Климат Сусумана сверхсуровый, зимой морозы доходили до шестидесяти градусов. Поговаривали зеки, что эти места – самые холодные на земле. Люди мерзли, болели, нередко умирали от истощения. Умерших заключенных тихо хоронили и ставили таблички с номером – и конец! Когда видишь такое, так не хочется умирать! Да ведь никто потом не найдет, не прочтет молитву на твоей могиле! Так и сгинешь в неизвестности. Ходили слухи среди зеков, что недалеко отсюда и Долина смерти, при одном упоминании которой все умолкали от ужаса. Страх смерти напоминал о себе каждому. Любой из нас, если в чем-то провинится перед кем-то, мог исчезнуть в любой день и час. Люди умирали не только от мороза, но и от руки отморозков. Поговаривали, что даже краснопогонники особо не церемонились с неугодными, норовистыми, и при удобном случае, тех, кто посмел перечить им, пускали в расход «при попытке к бегству».
Что и говорить-то, приходилось выживать в нечеловеческих условиях, созданных человеком для человека.
Но при всех ужасах, лагерная жизнь имела и свои плюсы по сравнению с передовой. Во-первых, по тебе денно и нощно не бьют из пушек и пулеметов, не бомбят самолеты. Во-вторых, все-таки есть какой-то порядок, закон, хоть и жестокий. И шанс выжить несравненно выше, чем на войне.
Сначала было очень тоскливо, но постепенно начал привыкать к новой обстановке. Я принял все это спокойно, как неизбежность.
Лагерные дни тянулись медленно. Интересно, когда месяцы и годы идут однообразно, то скучная череда серых будней тянутся, кажется, бесконечно. Но когда все-таки проходит это время, и ты оглядываешься назад, то оно кажется тебе коротким отрезком пути, окрашенным в один невыразительный серый цвет.

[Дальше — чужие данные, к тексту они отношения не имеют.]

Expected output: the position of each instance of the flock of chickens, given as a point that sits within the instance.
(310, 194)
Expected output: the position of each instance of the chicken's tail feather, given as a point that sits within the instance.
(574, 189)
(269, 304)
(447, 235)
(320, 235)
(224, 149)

Вот так, небогатые событиями первые пять лет прошли сравнительно тихо, если не считать мелких склок и столкновений зеков, окриков начальников и рутинную работу. В Сусумане добывали золото, поговаривали, что здешние прииски считаются одними из самых богатых на земле. Мне повезло – работал на лесозаготовках. Пилить лес все-таки легче и привычнее, чем дробить камень в стужу. Жили в длинных, низких каменных и деревянных бараках, с железными ограждениями, построенных самими же зеками. Кормили сравнительно неплохо, скорее всего, не от жалости, а просто как необходимую рабочую силу. Горячая тюремная баланда казалась такой вкусной после тяжелой работы.